On his way to losing the presidency, McCain won just 31 percent of Hispanics. In an ABC News/Latino Decisions for Univision News poll, only 25 percent now favor Romney over Obama. In the Arizona debate, Romney surely eroded even that.
His campaign may be counting on picking a Hispanic running mate to inch back up — most probably Florida Sen. Marco Rubio, or conceivably one of the recently minted Hispanic governors of New Mexico or Nevada. But post-Palin, a conscientious nominee has to be careful in his vice-presidential vetting, especially with choices who have been in high office for less than two years. Moreover, Rubio, who's Cuban-American, could have limited appeal to other Hispanics. And in any event, a surname almost certainly can't make up for an anti-immigrant position that feeds on prejudice and propagates anti-ethnic slurs.

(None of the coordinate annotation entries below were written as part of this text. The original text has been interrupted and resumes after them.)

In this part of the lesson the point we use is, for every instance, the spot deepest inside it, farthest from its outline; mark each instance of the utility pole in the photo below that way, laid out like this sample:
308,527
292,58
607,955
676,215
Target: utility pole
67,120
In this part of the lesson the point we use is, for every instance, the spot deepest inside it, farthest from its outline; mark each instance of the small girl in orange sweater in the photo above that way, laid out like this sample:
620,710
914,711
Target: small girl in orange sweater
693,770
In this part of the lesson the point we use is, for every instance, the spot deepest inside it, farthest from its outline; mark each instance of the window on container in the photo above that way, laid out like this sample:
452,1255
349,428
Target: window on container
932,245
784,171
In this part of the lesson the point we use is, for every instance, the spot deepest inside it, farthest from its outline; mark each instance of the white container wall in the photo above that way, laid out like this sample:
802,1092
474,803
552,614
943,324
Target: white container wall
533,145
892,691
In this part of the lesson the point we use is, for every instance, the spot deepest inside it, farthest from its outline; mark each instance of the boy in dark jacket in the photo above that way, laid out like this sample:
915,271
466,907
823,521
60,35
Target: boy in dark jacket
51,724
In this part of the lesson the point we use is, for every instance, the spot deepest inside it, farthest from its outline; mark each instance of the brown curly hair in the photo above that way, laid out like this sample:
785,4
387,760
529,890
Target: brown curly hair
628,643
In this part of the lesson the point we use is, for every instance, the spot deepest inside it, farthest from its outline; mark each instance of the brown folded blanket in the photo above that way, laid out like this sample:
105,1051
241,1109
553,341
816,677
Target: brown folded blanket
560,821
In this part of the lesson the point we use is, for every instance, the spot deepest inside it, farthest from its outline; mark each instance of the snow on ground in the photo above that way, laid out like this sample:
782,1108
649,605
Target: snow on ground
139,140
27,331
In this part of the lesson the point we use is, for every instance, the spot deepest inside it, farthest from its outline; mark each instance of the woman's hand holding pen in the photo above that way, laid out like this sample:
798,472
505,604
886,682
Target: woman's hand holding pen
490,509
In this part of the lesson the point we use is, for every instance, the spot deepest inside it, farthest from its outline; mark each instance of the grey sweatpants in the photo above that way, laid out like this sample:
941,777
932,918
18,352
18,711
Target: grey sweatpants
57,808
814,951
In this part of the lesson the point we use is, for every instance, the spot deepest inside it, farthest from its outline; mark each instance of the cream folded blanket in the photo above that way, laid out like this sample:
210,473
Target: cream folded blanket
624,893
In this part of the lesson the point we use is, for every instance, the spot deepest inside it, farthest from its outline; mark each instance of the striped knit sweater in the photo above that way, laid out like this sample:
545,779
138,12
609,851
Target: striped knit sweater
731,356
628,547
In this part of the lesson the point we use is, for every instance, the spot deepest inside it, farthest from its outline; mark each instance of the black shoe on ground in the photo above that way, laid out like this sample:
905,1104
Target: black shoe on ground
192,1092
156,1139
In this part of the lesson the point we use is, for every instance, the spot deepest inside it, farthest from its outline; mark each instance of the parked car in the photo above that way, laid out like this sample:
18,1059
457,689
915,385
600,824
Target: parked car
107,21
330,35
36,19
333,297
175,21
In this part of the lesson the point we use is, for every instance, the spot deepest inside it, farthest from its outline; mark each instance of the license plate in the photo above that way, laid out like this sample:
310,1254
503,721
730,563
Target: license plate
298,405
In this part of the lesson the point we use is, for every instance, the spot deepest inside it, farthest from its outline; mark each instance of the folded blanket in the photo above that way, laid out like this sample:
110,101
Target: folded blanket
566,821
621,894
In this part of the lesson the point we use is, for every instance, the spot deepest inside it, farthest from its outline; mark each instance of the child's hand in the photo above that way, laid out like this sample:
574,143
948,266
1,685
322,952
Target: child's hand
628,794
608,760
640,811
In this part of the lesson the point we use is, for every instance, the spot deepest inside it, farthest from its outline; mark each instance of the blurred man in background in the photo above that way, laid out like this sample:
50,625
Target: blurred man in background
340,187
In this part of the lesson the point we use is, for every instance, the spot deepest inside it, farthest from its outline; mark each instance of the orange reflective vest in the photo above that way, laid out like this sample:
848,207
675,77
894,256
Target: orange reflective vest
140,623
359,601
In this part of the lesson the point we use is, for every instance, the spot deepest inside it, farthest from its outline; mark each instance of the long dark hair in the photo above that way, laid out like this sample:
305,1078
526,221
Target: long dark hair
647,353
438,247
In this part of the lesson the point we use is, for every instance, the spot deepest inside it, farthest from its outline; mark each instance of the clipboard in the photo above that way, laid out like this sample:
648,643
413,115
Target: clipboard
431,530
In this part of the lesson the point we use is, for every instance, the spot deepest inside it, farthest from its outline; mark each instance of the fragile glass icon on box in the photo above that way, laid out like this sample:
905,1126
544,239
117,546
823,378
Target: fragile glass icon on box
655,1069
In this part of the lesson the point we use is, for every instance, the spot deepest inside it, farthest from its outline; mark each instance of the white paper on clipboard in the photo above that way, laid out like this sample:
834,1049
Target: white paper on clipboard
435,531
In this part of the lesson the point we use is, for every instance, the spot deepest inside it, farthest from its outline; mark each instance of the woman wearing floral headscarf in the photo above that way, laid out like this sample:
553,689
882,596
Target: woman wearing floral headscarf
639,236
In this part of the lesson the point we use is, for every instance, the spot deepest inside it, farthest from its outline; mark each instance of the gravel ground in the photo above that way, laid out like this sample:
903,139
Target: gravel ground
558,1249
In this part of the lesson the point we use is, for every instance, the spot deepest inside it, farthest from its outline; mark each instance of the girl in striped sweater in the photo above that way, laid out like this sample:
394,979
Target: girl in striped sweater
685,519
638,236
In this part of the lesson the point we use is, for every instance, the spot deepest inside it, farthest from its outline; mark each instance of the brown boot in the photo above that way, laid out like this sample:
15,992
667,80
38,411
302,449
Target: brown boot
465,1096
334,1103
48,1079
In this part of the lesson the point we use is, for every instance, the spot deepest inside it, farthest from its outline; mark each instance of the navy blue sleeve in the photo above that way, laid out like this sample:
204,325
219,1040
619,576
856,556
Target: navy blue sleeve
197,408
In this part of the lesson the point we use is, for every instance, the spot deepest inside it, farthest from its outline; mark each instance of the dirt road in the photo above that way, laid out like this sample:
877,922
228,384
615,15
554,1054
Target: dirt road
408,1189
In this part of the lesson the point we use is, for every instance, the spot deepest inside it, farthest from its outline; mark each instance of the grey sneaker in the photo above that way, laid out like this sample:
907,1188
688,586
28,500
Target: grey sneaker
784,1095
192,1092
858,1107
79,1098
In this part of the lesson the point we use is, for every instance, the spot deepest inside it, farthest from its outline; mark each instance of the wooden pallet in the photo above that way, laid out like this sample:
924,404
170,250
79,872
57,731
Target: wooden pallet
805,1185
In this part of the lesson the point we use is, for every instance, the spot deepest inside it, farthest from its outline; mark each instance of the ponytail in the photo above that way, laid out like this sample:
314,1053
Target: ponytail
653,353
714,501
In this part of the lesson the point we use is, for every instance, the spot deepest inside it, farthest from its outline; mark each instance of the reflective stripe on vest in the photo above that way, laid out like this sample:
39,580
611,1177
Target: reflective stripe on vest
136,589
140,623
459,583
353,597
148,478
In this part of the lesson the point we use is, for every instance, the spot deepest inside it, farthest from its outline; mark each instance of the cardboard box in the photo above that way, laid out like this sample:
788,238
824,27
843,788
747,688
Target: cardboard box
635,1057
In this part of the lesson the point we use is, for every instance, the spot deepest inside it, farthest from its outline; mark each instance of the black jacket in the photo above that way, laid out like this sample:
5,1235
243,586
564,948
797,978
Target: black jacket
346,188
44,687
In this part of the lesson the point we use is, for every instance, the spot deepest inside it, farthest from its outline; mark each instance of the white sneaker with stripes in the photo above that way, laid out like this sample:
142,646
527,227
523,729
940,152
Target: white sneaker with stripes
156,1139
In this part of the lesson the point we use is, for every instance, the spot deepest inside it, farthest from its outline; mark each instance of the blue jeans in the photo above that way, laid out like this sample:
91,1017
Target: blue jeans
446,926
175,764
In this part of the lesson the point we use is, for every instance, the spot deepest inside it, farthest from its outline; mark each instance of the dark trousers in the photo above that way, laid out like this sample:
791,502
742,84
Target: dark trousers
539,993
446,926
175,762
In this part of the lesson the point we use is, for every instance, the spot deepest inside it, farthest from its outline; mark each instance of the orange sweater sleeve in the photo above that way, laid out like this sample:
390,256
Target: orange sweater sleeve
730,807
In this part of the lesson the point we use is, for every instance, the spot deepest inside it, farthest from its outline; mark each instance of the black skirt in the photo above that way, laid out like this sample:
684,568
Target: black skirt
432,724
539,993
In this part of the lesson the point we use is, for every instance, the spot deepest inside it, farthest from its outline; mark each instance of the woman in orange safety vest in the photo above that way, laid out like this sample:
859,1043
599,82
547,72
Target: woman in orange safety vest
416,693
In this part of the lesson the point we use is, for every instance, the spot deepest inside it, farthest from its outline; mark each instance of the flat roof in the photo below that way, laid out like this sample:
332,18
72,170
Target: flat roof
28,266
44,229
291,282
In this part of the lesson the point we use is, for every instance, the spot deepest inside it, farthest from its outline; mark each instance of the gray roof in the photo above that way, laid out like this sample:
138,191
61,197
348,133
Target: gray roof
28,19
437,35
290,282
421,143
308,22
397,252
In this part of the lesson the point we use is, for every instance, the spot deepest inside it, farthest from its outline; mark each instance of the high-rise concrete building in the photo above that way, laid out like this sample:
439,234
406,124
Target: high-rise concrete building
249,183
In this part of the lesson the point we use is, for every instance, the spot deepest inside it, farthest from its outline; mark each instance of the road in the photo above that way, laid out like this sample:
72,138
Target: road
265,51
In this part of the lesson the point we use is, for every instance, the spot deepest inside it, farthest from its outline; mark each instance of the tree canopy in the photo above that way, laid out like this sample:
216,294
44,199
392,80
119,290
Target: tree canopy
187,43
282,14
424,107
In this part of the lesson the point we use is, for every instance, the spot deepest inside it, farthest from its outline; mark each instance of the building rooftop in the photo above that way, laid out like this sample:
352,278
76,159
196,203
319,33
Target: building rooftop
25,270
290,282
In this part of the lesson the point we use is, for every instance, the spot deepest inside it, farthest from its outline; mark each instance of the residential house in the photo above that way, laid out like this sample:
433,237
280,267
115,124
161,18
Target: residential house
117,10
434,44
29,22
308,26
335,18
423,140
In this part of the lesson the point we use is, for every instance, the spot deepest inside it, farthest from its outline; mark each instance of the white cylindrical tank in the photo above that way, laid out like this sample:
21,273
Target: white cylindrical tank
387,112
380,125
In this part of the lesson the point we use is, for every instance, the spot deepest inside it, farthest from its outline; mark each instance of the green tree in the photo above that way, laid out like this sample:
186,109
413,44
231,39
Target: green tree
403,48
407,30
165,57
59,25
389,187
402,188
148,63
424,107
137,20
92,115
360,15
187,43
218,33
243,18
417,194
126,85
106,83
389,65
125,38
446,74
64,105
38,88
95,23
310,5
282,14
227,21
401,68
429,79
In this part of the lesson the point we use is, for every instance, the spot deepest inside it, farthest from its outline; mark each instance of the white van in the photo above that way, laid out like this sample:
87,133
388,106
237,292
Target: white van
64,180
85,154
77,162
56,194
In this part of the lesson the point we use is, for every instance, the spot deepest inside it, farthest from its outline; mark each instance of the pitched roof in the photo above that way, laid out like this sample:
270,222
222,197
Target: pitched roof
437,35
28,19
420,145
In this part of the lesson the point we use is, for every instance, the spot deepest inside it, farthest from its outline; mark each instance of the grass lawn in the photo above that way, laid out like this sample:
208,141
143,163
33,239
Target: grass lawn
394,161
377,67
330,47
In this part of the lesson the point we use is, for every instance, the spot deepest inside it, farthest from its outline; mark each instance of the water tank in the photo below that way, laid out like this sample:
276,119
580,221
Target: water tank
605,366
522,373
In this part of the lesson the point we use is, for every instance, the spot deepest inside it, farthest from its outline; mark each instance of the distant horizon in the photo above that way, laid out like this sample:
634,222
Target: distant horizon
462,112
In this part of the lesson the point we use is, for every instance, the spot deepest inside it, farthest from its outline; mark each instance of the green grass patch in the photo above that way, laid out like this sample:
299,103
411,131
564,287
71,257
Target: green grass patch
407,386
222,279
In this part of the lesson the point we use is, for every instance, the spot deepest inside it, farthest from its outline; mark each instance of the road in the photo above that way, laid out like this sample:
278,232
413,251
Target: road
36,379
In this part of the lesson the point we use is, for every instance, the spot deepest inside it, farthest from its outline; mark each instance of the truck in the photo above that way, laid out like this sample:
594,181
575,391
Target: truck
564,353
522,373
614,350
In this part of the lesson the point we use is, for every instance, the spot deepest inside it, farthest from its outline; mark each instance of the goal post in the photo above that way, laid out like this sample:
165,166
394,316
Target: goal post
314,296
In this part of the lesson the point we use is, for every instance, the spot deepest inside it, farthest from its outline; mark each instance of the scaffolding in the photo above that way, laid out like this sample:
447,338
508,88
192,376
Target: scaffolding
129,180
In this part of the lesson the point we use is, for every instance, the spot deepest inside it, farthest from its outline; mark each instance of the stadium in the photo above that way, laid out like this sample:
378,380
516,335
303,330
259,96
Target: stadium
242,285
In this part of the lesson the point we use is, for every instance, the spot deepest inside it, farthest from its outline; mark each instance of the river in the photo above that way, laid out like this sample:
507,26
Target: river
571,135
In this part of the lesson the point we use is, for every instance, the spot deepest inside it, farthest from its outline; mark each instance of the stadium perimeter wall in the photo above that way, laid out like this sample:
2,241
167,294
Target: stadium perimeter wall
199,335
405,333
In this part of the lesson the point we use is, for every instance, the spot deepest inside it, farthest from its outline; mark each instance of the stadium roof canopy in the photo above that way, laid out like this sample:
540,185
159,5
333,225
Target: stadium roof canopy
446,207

Color and ethnic identification don't trump issues. Republican Michael Steele, an African-American, captured barely 20 percent of the African-American vote in his Maryland Senate bid in 2006. Voters who shared his race were repelled by the GOP's hostility to civil rights and economic justice. No other African-American seeking major office has done as well with African-Americans as Steele — and that high water mark was pathetically low. So for Romney, relying on a Hispanic running mate to sell or compensate for his shameful capitulation on immigration may be all he's got, but it won't be enough.
This is not the GOP that has won in the past — where a grace note has modulated the mobilization of the base. The allegedly war-mongering Ronald Reagan, in his 1980 debate with Jimmy Carter, pledged to reduce and not use nuclear weapons — and it turned out that he meant it, to the consternation of the neocons. The first George Bush called for "a kinder, gentler" conservatism; the second for "compassionate conservatism" — even if it turned out he didn't mean it. In contrast, Romney boasts of a "severely" conservative ideology; as he kowtows to the right wing on social issues and immigration, he signals that he would tear us apart. And if the economy continues to improve, he's painting himself into a narrow electoral corner. The party of "no" may be about to select a nominee with "no exit" into the mainstream.
From Oklahoma to Ohio, which both vote on March 6, and then on to Wisconsin and across the Midwest, Romney is well behind Santorum in the polls. He will have to keep pandering — and above all, right now, he has to win Michigan.
In the Arizona debate, he may have stanched his bleeding in the primaries, but he opened his veins for November.